La Gazette du Sorcier galopa jusqu’aux pieds de la jeune sorcière qui s’en saisit d’une main ferme et parcouru rapidement les actualités du regard avant de jeter le journal sur le lit d’un air las : de toute manière il n’y avait jamais vraiment rien eu d’intéressant à lire dans la Gazette du Sorcier. Elle enfila sa robe de chambre et jeta un œil hésitant vers sa table de chevet avant de glisser son réveil dans sa poche avec une idée bien précise derrière la tête.
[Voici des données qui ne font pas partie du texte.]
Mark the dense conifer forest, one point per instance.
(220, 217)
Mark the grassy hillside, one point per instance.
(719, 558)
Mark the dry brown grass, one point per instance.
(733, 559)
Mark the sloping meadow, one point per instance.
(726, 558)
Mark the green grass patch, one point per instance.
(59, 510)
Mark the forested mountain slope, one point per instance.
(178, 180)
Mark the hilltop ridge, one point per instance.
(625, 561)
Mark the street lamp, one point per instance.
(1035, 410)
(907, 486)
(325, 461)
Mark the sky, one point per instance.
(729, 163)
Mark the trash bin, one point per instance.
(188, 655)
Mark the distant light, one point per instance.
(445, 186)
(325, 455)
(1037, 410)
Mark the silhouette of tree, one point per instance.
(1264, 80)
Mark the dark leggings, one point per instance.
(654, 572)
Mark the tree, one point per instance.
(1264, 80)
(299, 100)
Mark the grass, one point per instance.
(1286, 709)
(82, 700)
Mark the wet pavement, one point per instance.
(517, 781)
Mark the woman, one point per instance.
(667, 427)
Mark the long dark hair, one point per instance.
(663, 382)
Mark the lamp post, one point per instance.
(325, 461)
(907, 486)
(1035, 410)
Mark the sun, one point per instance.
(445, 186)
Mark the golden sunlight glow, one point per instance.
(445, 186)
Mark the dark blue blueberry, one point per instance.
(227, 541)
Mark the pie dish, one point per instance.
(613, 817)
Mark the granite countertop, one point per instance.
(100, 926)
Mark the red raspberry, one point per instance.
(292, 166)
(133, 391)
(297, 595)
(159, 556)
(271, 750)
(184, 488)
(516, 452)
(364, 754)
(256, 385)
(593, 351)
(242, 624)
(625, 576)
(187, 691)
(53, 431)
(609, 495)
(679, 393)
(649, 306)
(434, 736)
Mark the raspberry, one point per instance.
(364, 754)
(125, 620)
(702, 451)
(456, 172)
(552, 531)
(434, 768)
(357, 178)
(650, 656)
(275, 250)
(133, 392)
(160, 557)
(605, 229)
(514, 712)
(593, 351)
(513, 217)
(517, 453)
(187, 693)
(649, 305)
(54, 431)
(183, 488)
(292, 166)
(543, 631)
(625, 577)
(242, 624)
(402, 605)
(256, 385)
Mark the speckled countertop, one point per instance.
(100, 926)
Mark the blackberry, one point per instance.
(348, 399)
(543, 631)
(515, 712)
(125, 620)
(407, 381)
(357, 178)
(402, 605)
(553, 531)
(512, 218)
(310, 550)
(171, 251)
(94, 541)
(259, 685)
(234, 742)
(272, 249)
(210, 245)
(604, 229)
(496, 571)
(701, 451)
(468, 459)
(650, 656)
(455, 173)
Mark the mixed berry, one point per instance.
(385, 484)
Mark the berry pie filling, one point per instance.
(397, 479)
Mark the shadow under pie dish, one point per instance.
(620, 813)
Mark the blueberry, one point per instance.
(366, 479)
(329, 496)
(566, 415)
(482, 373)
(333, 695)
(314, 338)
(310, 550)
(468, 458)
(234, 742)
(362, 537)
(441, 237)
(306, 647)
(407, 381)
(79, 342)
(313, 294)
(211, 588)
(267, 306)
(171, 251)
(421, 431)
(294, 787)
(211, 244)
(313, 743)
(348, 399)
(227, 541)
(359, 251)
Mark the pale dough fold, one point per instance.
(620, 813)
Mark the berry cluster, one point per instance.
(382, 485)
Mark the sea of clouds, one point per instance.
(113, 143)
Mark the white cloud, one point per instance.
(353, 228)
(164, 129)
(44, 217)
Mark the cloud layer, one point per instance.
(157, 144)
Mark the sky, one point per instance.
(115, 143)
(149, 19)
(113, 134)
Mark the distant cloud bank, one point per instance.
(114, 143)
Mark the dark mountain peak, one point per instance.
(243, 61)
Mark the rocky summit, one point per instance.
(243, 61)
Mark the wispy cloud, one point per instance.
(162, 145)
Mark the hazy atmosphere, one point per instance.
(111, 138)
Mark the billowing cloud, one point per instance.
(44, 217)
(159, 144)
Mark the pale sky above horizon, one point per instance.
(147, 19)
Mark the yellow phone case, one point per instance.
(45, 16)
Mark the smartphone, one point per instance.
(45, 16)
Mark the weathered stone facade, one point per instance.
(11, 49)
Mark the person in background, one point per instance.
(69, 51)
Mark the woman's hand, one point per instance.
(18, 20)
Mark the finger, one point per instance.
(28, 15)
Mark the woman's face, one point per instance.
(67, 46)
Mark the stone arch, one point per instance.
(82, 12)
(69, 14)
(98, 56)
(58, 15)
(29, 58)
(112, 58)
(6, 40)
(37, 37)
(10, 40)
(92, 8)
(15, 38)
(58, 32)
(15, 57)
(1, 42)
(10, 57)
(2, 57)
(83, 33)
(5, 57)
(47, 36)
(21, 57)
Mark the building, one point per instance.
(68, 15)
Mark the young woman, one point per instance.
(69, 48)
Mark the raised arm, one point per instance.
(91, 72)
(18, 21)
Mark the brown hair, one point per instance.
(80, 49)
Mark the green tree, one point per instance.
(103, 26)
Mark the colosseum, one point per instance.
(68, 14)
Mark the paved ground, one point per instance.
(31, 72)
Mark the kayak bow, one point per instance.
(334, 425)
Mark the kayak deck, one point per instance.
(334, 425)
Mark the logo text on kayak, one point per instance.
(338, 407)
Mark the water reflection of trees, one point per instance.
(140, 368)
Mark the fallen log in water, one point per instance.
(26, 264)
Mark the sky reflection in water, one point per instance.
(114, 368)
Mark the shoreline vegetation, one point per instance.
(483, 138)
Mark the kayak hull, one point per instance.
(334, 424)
D’un pas décidé, Alice descendit quatre à quatre les escaliers de bois qui grinçaient légèrement au contact de ses pieds nus et se dirigea vers la cuisine pour se servir d’un verre de jus de citrouilles qu’elle vida d’un trait, puis croqua pensivement dans une pomme tout en se remémorant le programme de sa journée. Furtivement, un éclair gris, zébré de noir traversa la pièce. C’était Elizabeth, le chat de Lorcan, une pauvre créature décharnée et squelettique qui arpentait la maison avec un morceau de laine entre ses dents déchiquetées, telle une âme en peine.
« Mon dieu, qu’il est laid ce chat. » murmura doucement Alice.
L’animal targua ses grands yeux verts, un peu globuleux vers la jeune femme et lâcha un ronronnement sonore avant de disparaître dans la pièce d’à côté. Son petit déjeuner terminé, Alice remonta au deuxième étage pour aller prendre son bain. Mais au lieu de s’arrêter devant la porte de la salle de bain, la brune progressa à pas de velours jusqu’à la porte du fond où Lorcan Scamander avait établi ses quartiers. Ses doigts fins se posèrent délicatement sur la porte d’ébène qu’elle poussa sans faire de bruit. La pénombre était telle qu’on ne distinguait pas le moindre meuble dans la chambre de Lorcan. Mais qu’importe, Alice connaissait les lieux par cœur.
Doucement, elle tira le réveil de sa poche et apposa sa baguette sur le cadran en marmonnant quelques formules inintelligibles. Enfin, elle remonta le mécanisme de ses doigts tremblotant. Un, deux, trois tours. Puis, sans crier garde, Alice jeta le réveil à l’aveuglette en direction de ce qui lui semblait être le lit de Lorcan. Et là, ce fut un tintamarre formidable. Un ensemble de cris et de hurlements grotesques accompagnés des bruits métalliques des ressorts qui jaillissaient hors du cadrant pour rebondir sur les murs en criant toujours la même phrase d’une voix stridente.
« TU ES EN RE-TARD-TARD-TARD ! »
Dans un grand éclat de rire, la malicieuse prit la fuite jusqu’à la salle de bain et verrouilla soigneusement la porte derrière elle pour éviter les éventuelles représailles de Lorcan. Le sourire aux lèvres, Alice se glissait dans la baignoire en céramique blanche tandis que les beuglements du réveil qui résonnaient dans le couloir depuis une bonne dizaine de minutes cessèrent tout à coup. Lorcan avait probablement réussi à détruire le réveil.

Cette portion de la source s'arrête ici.